En acceptant d'accéder à leur demande, Dominique de Villepin marque sa volonté d'un retour au calme et au dialogue dans un contexte où les esprits, et pas seulement ceux des jeunes des banlieues, ne cessent de s'échauffer.
De cet entretien, rien n'a filtré, mais on sait que Nicolas Sarkozy était présent alors que les familles avaient refusé de le rencontrer.
Le ministre de l'Intérieur a du faire face à une salve de critiques, quant à sa façon de gérer ces évènements, tant de la part de l'opposition que de certains membres du gouvernement.
A gauche, Malek Boutih, secrétaire national chargé des questions de société au Parti socialiste a déclaré "Peut-être que c'est au Premier ministre de reprendre la main, de mettre un peu de côté ce ministre de l'Intérieur tout excité".
Le Premier ministre a laissé "monter en première ligne" Azouz Begag, ministre de la promotion de l'égalité des chances dont la position est celle de l'apaisement. «Quand je vais dans ces quartiers, j'y vais avec des livres, des brigades antidiscrimination, un discours et une action positifs". Prônant une action sur le long terme, Azouz Begag se dit aussi «persuadé que si les policiers étaient d'origines diversifiées, le message républicain passerait mieux» dans les zones urbaines sensibles a t il expliqué dans un entretien au Figaro.
Il n'a pas hésité non plus à vivement critiquer les propos de Nicolas Sarkosy, ce qui n'a pas manqué de provoquer de vives réactions dans les rangs de l'UMP, certains n'hésitant pas à dire que si qu'Azouz Begag a autant parlé, c'est "qu'il en a, au minimum, reçu le feu vert". Sur ce point, il ne semble y avoir aucune ambiguité, car le ministre avait déclaré avoir l'aval du Premier ministre pour s'exprimer sur ce dossier et sa position paraît être en accord avec celle du Chef du gouvernement.

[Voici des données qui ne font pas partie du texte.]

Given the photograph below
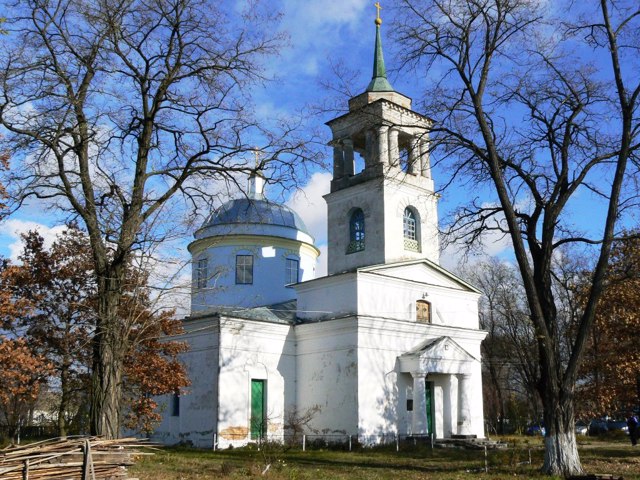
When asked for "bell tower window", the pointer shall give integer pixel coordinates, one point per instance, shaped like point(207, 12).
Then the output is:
point(356, 231)
point(411, 232)
point(202, 273)
point(423, 311)
point(244, 269)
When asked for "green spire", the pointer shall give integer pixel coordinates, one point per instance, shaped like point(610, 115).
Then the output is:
point(379, 82)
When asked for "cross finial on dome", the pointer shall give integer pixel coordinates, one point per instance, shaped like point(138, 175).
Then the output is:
point(378, 19)
point(379, 82)
point(255, 188)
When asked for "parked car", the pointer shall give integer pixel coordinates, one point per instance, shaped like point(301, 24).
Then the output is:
point(582, 428)
point(618, 425)
point(535, 429)
point(600, 426)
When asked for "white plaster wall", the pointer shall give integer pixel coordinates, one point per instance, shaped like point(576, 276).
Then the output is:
point(269, 271)
point(261, 351)
point(328, 376)
point(327, 297)
point(196, 423)
point(379, 295)
point(381, 406)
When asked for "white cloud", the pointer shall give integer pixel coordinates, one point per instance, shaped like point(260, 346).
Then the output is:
point(309, 204)
point(13, 228)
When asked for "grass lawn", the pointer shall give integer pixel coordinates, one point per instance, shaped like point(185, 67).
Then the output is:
point(613, 456)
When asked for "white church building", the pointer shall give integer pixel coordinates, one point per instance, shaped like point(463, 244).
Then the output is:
point(388, 343)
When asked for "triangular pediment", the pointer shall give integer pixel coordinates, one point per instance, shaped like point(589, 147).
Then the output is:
point(437, 355)
point(421, 271)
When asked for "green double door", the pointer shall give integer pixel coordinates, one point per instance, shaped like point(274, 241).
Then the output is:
point(429, 407)
point(258, 409)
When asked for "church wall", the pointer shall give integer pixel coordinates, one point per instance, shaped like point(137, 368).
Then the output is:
point(269, 272)
point(328, 376)
point(196, 422)
point(252, 350)
point(327, 297)
point(382, 388)
point(380, 295)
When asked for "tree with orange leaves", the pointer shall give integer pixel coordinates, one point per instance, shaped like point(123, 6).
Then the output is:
point(59, 285)
point(610, 380)
point(23, 374)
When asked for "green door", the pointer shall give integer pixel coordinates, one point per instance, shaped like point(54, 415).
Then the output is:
point(257, 409)
point(429, 407)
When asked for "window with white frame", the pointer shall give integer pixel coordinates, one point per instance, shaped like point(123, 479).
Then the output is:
point(202, 273)
point(410, 230)
point(356, 231)
point(292, 269)
point(244, 269)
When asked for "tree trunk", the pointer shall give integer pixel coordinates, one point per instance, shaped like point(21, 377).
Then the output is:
point(561, 455)
point(64, 397)
point(109, 348)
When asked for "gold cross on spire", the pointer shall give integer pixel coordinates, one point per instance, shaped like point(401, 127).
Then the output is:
point(378, 19)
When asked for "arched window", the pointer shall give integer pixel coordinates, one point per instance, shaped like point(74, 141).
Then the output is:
point(356, 231)
point(410, 230)
point(423, 311)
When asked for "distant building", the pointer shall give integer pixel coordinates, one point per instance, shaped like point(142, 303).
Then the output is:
point(387, 343)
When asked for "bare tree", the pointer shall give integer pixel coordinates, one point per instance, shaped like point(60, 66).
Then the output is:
point(509, 356)
point(118, 109)
point(527, 105)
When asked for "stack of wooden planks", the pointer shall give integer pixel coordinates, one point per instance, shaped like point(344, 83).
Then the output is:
point(77, 458)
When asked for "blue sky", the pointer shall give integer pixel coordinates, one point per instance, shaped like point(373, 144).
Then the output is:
point(321, 34)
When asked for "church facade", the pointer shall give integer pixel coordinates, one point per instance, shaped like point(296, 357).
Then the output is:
point(388, 343)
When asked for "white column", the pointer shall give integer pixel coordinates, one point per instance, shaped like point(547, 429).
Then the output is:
point(419, 418)
point(370, 148)
point(348, 166)
point(383, 145)
point(425, 164)
point(414, 156)
point(464, 403)
point(394, 153)
point(338, 161)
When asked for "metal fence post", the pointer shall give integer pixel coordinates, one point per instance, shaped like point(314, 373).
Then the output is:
point(486, 461)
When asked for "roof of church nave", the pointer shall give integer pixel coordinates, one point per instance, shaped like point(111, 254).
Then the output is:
point(253, 209)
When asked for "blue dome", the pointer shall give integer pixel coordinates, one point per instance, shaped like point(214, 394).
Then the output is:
point(255, 211)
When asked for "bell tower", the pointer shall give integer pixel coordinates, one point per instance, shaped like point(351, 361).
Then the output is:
point(382, 207)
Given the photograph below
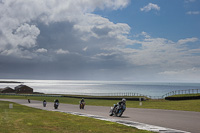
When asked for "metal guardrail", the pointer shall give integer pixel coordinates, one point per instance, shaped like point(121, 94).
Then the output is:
point(39, 95)
point(177, 92)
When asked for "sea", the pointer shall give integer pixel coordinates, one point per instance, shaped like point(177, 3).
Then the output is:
point(100, 87)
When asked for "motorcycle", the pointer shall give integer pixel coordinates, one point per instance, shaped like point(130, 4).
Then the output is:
point(56, 105)
point(82, 105)
point(44, 104)
point(117, 110)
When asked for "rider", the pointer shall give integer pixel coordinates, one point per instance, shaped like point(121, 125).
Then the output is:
point(82, 100)
point(44, 103)
point(56, 101)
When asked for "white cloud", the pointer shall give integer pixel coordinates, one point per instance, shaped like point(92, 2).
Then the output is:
point(41, 50)
point(61, 51)
point(19, 19)
point(187, 40)
point(193, 12)
point(150, 7)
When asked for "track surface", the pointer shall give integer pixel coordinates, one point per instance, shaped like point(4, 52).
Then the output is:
point(181, 120)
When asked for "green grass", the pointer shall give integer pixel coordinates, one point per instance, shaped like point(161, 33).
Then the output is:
point(22, 119)
point(186, 105)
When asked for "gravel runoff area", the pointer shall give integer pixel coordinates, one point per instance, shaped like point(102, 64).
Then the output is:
point(157, 120)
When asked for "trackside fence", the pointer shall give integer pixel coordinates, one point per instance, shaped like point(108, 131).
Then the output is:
point(126, 94)
point(179, 92)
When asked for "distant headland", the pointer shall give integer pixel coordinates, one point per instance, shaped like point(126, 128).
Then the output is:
point(10, 82)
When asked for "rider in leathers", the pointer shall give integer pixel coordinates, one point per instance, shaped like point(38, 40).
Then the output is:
point(121, 104)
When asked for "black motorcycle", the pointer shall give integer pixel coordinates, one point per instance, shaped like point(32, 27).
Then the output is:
point(56, 105)
point(82, 105)
point(117, 110)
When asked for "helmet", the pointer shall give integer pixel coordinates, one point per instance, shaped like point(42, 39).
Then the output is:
point(124, 100)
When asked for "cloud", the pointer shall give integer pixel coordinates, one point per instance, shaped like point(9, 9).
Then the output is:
point(193, 12)
point(61, 51)
point(19, 21)
point(41, 50)
point(150, 7)
point(187, 40)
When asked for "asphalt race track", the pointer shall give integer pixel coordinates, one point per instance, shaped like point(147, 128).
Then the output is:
point(164, 121)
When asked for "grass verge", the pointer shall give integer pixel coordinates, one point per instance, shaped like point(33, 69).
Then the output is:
point(186, 105)
point(22, 119)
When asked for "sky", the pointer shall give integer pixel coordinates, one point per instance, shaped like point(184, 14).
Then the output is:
point(123, 40)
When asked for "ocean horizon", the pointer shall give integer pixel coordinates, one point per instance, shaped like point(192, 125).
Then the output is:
point(94, 87)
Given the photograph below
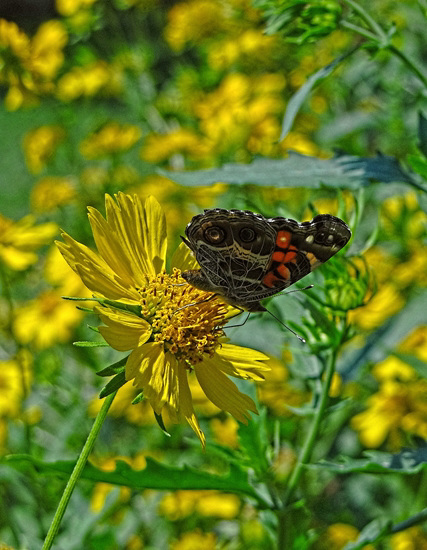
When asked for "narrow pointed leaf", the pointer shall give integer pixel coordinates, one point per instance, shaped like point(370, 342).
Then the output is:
point(114, 368)
point(113, 385)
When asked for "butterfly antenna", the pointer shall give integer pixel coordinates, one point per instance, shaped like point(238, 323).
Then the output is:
point(286, 326)
point(298, 289)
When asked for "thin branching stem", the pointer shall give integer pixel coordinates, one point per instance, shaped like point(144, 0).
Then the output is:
point(306, 450)
point(76, 473)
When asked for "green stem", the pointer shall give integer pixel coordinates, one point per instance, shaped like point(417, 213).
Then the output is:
point(368, 19)
point(410, 63)
point(381, 37)
point(76, 473)
point(305, 454)
point(307, 449)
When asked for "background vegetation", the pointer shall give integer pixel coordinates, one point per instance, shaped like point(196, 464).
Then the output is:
point(124, 95)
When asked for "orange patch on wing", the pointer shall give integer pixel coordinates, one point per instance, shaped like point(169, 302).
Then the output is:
point(269, 279)
point(283, 272)
point(283, 239)
point(278, 256)
point(290, 256)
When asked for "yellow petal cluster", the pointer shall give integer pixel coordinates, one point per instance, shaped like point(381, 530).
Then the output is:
point(172, 330)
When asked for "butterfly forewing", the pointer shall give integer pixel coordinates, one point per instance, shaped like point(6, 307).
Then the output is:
point(245, 257)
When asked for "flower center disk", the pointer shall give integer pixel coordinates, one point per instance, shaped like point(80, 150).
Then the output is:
point(186, 319)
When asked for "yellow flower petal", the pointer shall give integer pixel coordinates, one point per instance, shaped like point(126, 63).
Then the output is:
point(241, 362)
point(110, 247)
point(222, 391)
point(184, 259)
point(155, 239)
point(185, 401)
point(140, 363)
point(124, 331)
point(126, 220)
point(94, 271)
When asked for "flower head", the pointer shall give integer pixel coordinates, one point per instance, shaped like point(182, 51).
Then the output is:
point(172, 329)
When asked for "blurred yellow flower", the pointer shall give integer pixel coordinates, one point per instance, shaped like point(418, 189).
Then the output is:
point(242, 113)
point(195, 540)
point(29, 65)
point(46, 49)
point(39, 146)
point(398, 408)
point(11, 37)
point(159, 147)
point(52, 192)
point(180, 504)
point(413, 538)
point(19, 241)
point(250, 45)
point(112, 138)
point(172, 328)
point(46, 320)
point(87, 81)
point(181, 28)
point(416, 343)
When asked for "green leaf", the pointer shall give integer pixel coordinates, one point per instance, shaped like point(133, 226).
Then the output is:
point(408, 462)
point(138, 399)
point(342, 171)
point(154, 476)
point(253, 440)
point(87, 344)
point(296, 101)
point(114, 368)
point(371, 533)
point(113, 385)
point(422, 133)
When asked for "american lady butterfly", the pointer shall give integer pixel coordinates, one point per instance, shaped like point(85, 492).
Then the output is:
point(244, 257)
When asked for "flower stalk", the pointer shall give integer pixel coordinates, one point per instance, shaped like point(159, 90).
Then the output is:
point(76, 473)
point(305, 454)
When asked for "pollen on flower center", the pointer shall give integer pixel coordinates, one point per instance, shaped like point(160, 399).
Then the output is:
point(186, 319)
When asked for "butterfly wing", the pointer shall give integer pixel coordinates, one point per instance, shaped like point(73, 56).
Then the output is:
point(245, 257)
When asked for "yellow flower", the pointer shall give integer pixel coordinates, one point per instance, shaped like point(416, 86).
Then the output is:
point(337, 536)
point(46, 320)
point(195, 540)
point(19, 240)
point(181, 504)
point(181, 18)
point(40, 145)
point(172, 329)
point(46, 49)
point(413, 538)
point(159, 147)
point(416, 343)
point(11, 37)
point(397, 408)
point(111, 138)
point(86, 81)
point(51, 192)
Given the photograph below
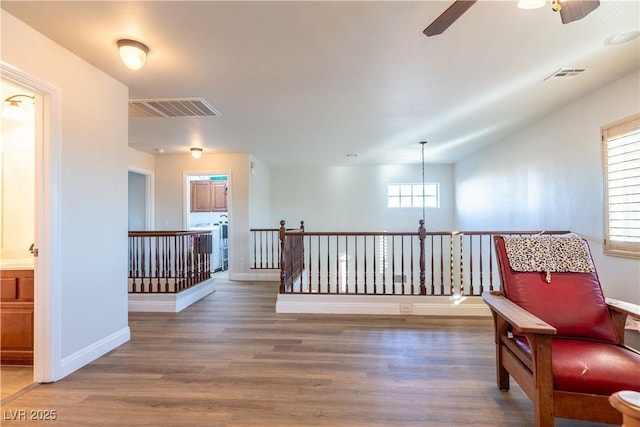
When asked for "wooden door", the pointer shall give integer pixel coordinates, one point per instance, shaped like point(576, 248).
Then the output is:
point(219, 196)
point(201, 199)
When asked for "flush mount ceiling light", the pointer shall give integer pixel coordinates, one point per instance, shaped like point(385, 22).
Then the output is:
point(14, 110)
point(196, 152)
point(132, 53)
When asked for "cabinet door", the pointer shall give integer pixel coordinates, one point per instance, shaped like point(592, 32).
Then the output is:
point(219, 196)
point(201, 196)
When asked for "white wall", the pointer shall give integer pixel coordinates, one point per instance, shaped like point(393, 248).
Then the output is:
point(259, 192)
point(355, 198)
point(549, 176)
point(91, 192)
point(171, 198)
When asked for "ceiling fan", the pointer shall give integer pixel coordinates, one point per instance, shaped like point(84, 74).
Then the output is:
point(570, 10)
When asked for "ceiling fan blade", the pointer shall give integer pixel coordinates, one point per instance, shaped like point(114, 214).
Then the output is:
point(574, 10)
point(448, 17)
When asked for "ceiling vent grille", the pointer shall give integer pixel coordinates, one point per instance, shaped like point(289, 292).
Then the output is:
point(565, 73)
point(173, 107)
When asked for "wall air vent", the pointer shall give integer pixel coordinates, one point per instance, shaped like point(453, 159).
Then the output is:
point(565, 73)
point(171, 107)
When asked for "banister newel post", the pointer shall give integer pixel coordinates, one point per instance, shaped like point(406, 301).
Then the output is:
point(422, 234)
point(282, 234)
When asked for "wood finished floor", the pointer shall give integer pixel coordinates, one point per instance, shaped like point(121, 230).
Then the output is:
point(230, 360)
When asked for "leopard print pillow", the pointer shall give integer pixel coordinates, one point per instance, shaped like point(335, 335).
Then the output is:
point(548, 253)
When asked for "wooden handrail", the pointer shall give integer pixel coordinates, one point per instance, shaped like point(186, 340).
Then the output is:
point(168, 261)
point(390, 263)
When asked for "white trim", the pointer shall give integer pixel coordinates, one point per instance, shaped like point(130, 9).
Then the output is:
point(380, 304)
point(150, 183)
point(262, 276)
point(170, 303)
point(47, 364)
point(90, 353)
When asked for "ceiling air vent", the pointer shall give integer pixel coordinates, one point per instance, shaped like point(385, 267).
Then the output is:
point(171, 107)
point(565, 73)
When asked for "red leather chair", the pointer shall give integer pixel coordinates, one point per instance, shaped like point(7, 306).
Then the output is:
point(562, 342)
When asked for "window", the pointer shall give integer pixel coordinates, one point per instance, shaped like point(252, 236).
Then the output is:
point(411, 195)
point(621, 155)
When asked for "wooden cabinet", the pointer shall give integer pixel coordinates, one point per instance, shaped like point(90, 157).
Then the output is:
point(16, 312)
point(208, 196)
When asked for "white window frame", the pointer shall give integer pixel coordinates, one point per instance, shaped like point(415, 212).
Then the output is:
point(621, 162)
point(409, 195)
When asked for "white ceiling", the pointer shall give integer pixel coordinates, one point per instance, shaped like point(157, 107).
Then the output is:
point(302, 82)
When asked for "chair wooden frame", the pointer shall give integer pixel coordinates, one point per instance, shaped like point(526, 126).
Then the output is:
point(533, 371)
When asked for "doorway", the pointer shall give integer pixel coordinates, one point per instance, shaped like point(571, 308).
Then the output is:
point(208, 208)
point(47, 287)
point(17, 237)
point(140, 199)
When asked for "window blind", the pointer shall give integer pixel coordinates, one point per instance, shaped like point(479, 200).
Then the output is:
point(621, 148)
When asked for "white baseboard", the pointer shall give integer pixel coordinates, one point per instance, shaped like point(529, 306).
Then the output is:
point(170, 303)
point(90, 353)
point(256, 276)
point(388, 305)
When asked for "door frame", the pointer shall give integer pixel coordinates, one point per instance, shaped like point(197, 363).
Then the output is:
point(186, 212)
point(47, 265)
point(149, 185)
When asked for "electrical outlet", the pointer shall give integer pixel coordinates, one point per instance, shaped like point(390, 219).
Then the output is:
point(406, 308)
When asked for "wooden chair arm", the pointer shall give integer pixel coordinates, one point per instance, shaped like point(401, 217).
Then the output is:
point(517, 316)
point(624, 307)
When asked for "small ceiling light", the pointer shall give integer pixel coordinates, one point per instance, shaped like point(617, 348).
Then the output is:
point(14, 110)
point(132, 53)
point(531, 4)
point(196, 152)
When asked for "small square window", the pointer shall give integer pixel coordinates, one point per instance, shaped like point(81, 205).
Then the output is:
point(413, 195)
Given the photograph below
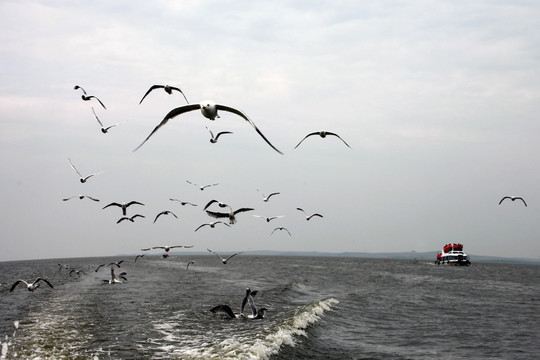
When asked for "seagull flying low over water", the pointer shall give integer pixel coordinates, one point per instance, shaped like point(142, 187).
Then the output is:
point(322, 134)
point(83, 179)
point(310, 216)
point(80, 197)
point(201, 187)
point(30, 286)
point(183, 203)
point(166, 212)
point(513, 198)
point(213, 139)
point(85, 96)
point(231, 215)
point(168, 89)
point(132, 219)
point(103, 128)
point(224, 260)
point(209, 110)
point(124, 206)
point(266, 198)
point(212, 225)
point(281, 228)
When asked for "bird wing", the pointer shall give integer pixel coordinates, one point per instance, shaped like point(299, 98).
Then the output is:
point(224, 308)
point(17, 283)
point(99, 121)
point(45, 280)
point(170, 115)
point(241, 114)
point(217, 214)
point(150, 90)
point(74, 168)
point(181, 92)
point(308, 135)
point(331, 133)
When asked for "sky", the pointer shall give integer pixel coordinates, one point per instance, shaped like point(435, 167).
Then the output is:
point(439, 102)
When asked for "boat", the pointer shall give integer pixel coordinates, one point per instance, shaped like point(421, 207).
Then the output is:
point(453, 254)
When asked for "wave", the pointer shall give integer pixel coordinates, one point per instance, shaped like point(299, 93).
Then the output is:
point(267, 342)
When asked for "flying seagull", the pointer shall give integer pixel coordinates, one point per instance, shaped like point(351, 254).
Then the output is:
point(322, 134)
point(213, 139)
point(281, 228)
point(132, 219)
point(30, 286)
point(231, 215)
point(224, 260)
point(85, 96)
point(124, 206)
point(266, 198)
point(166, 212)
point(168, 89)
point(201, 187)
point(103, 128)
point(212, 225)
point(183, 203)
point(80, 197)
point(268, 219)
point(513, 198)
point(209, 110)
point(83, 179)
point(310, 216)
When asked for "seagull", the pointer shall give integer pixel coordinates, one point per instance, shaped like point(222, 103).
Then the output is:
point(78, 272)
point(310, 216)
point(266, 198)
point(268, 219)
point(209, 110)
point(167, 248)
point(322, 134)
point(513, 198)
point(183, 203)
point(220, 204)
point(168, 89)
point(124, 206)
point(132, 219)
point(201, 187)
point(104, 129)
point(88, 98)
point(224, 261)
point(80, 197)
point(281, 228)
point(230, 215)
point(247, 297)
point(30, 286)
point(213, 139)
point(83, 179)
point(166, 212)
point(212, 225)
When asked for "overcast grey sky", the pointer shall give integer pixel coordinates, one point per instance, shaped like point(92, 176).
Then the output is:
point(439, 102)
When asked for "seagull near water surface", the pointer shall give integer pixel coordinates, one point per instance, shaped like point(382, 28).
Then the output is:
point(86, 97)
point(513, 198)
point(209, 109)
point(168, 89)
point(323, 134)
point(31, 286)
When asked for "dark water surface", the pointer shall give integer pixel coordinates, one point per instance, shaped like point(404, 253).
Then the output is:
point(319, 308)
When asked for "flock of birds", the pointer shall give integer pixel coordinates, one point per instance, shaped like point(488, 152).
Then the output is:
point(209, 110)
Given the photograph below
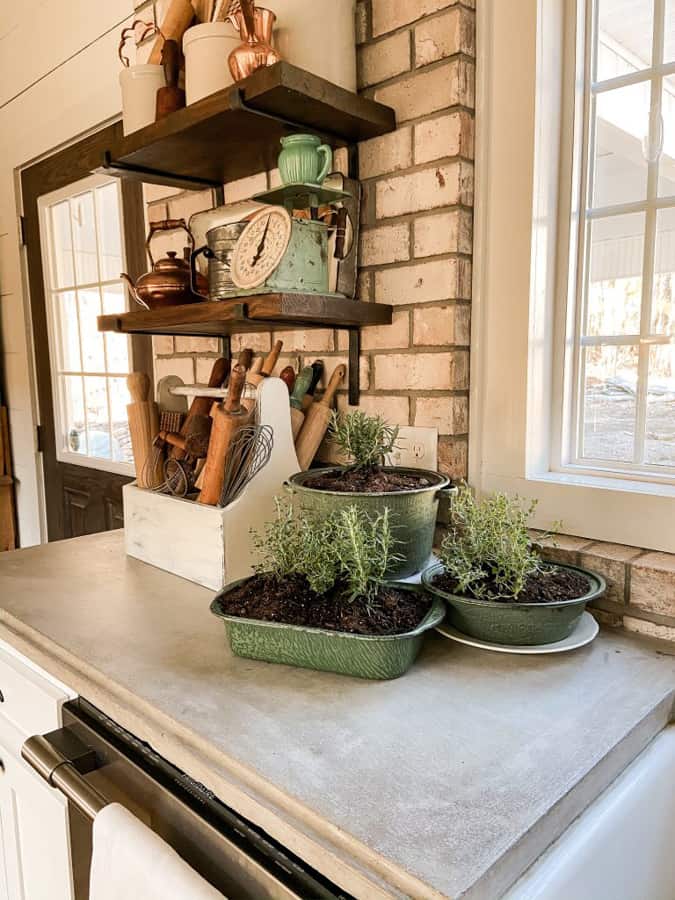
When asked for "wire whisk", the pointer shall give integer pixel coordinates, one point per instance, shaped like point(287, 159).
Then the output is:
point(249, 454)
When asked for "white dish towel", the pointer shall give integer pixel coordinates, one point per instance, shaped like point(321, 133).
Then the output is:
point(131, 862)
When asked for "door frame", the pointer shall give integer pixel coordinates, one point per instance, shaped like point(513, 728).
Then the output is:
point(66, 166)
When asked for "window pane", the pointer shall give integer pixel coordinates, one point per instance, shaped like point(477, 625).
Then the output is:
point(610, 380)
point(625, 33)
point(116, 345)
point(667, 158)
point(98, 424)
point(660, 440)
point(93, 359)
point(68, 334)
point(84, 238)
point(110, 248)
point(74, 438)
point(119, 397)
point(663, 305)
point(62, 263)
point(622, 127)
point(615, 284)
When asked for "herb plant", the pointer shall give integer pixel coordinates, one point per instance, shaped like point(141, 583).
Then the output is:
point(365, 440)
point(488, 550)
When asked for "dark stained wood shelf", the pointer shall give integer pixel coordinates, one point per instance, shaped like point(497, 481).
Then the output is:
point(261, 312)
point(236, 132)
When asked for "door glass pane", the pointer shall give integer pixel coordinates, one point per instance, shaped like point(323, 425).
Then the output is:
point(663, 306)
point(74, 437)
point(84, 238)
point(93, 358)
point(98, 423)
point(67, 331)
point(119, 397)
point(615, 283)
point(667, 158)
point(117, 345)
point(110, 246)
point(660, 438)
point(62, 250)
point(625, 33)
point(622, 127)
point(610, 381)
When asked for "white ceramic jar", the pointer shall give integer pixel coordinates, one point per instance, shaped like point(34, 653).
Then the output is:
point(207, 48)
point(139, 86)
point(318, 36)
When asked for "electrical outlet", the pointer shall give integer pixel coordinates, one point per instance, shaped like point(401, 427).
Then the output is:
point(417, 448)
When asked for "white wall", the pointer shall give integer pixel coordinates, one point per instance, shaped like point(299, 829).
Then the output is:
point(58, 80)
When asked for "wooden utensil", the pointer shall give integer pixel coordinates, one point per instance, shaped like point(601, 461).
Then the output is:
point(302, 383)
point(176, 22)
point(201, 406)
point(255, 378)
point(143, 417)
point(317, 420)
point(228, 418)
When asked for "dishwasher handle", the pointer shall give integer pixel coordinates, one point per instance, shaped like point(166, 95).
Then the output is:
point(63, 772)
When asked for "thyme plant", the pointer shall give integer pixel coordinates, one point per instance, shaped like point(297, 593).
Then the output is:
point(366, 440)
point(488, 550)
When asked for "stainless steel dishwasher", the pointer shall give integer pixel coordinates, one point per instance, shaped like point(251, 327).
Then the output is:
point(94, 761)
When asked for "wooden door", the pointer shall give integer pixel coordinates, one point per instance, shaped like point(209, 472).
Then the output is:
point(80, 499)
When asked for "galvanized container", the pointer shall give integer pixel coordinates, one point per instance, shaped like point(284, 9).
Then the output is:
point(516, 624)
point(413, 513)
point(359, 655)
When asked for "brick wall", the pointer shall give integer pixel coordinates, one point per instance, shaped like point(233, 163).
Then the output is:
point(418, 57)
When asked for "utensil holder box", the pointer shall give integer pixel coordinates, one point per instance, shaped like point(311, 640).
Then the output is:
point(206, 544)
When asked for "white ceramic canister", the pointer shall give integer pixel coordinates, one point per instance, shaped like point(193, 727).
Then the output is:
point(207, 48)
point(139, 95)
point(318, 36)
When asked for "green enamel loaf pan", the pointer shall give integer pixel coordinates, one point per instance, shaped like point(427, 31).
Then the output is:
point(515, 624)
point(363, 656)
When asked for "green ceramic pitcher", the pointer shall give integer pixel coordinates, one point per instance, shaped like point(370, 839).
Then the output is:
point(304, 159)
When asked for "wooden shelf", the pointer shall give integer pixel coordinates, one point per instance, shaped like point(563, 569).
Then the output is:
point(236, 132)
point(262, 312)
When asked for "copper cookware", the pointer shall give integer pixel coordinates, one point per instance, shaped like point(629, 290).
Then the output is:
point(168, 283)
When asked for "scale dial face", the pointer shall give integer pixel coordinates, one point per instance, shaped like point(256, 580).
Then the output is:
point(261, 247)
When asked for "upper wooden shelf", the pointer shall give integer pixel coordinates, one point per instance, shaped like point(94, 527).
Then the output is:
point(262, 312)
point(236, 132)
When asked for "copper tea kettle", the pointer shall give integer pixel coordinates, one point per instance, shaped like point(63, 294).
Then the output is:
point(168, 283)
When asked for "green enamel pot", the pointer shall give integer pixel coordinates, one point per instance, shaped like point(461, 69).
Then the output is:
point(516, 624)
point(359, 655)
point(413, 513)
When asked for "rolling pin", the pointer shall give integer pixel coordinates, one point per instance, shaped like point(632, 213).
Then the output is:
point(317, 420)
point(228, 417)
point(176, 22)
point(143, 417)
point(201, 406)
point(308, 399)
point(302, 384)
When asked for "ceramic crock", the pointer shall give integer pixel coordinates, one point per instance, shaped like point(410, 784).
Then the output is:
point(304, 159)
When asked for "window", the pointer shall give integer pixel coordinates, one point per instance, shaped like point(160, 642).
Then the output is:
point(621, 415)
point(82, 256)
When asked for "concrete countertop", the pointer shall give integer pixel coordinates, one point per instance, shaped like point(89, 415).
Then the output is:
point(448, 782)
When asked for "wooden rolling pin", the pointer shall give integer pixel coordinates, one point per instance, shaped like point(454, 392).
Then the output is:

Que les politiques polémiquent si ils le veulent, ce soir notre seul voeu c'est que la banlieue retrouve son calme et ne soit plus le théâtre d'actes que nous condamnons tous.
Haine et violence
Deux mots écrits en lettres de sang sur les murs des banlieues.
Les évènements de ces derniers jours m'apparaissent comme un acte de "cécession", comme une volonté d'aller jusqu'au bout d'un processus de rejet total de toute valeur civique et républicaine.
Nous sommes face à des zones de non droit capables aujourd'hui de vivre en autarcie avec leurs règles, leurs lois, leur économie parallèle en faisant règner la peur sur les cités.
La fracture est terrible, deux France face à face, l'une qui crie son mal de vivre et ses échecs à coups de voitures incendiées, de jets de pierre avec rage et désespoir et l'autre qui souhaite que ce mal soit pris à la racine dans le dialogue mais qui n'hésite pas non plus à penser que l'ordre doit être rétabli avec fermeté et détermination.
Prévention, répression, à trop vouloir politiser le problème, on a oublié que pendant ce temps là le ver continuait à dévorer le fruit.
A force de valses ministérielles, législatives, présidentielles et autres, on a oublié de mettre en chantier un vrai "remède" cohérent et de le pérenniser pour endiguer ce fléau.
Tout est assez confus dans mon esprit, toutes ces images ébranlent mes convictions et la colère me gagne... et je ne suis pas la seule aujourd'hui à ressentir ce malaise.